The Development Review Board approved a mountainside home for a grouped parcel in Ranchitos Del Rey, finding the design meets lot coverage, disturbance limits and cumulative-height requirements with mitigation measures including a seepage-pit septic design and salvaged-plant revegetation.

The Town of Carefree's Development Review Board on July 14 approved site plans for a new residence on Montezuma Road in the Ranchitos Del Rey subdivision, a mountainside lot composed by combining multiple platted parcels. The board voted in favor after staff and the applicant described measures to limit grading and preserve natural vegetation.

Stacy, town planning staff, said the owners combined multiple lots to create a larger building site but that the property is constrained by steep slopes and washes. She said the proposal complies with the town's Rural 190 zoning development standards for lot coverage and setbacks and that the applicant's grading plan met the town engineer's cut-and-fill ratio requirement.

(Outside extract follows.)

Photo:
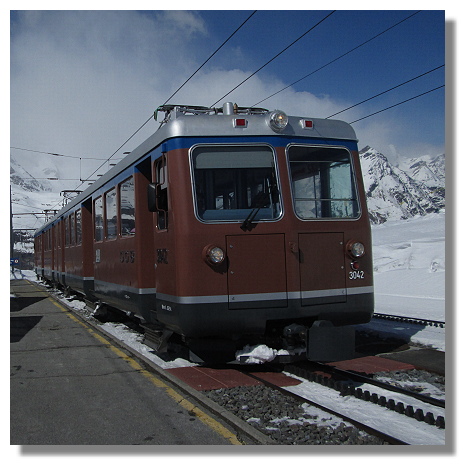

"The site is very constrained with mountainside criteria," Stacy said, noting the maximum lot coverage is 6 percent and that the proposed home "is pushing at 4.55 percent" of lot coverage. She also said the allowable disturbance ceiling is 18 percent; the plan excludes driveway area from that disturbance total and lists the driveway at 12.72 percent.

The applicant's architect, Lance Baker, described design choices intended to minimize visibility and disturbance by siting the house in an as-level area of the property, using retaining walls and placing utilities to reduce impact. "We've been working on this since December," Baker said. He told the board the home will be "tucked into the hillside" and that the design preserves viewpoints across the wash while minimizing grading.

Engineering and utilities: staff documents show the project relies on an on-site well and a seepage-pit septic system, which Stacy said reduces the need for septic fields and therefore minimizes disturbance. During questioning a board member asked the well's capacity in gallons per minute; the architect said he did not have that detail at the meeting.

Height and grading: Stacy said the cumulative height measurement for the proposal is 32 feet, 9 inches (measuring from the site's lowest point to the roofline) and that overall roof-line heights under the finished-floor grades fall below the town's 24-foot typical roof-line threshold. The grading and drainage plan was reported to comply with town engineering standards.

The board voted to approve the project with conditions listed in the staff report. The applicant said construction documents are nearly complete and that the owners intend to apply for building permits "within a couple weeks." The owner representatives were noted as out of the country at the time of the hearing and were represented by Candace.

Additional details recorded in the public record include plans for native and salvaged-plant revegetation in disturbed areas and a small plunge pool at the rear; the pool will be set down behind a retaining wall to reduce visibility from public vantage points.

No formal objections were recorded at the public meeting. The board's approval requires compliance with the town's standard building permit and inspection process and the conditions attached to the Development Review Board decision.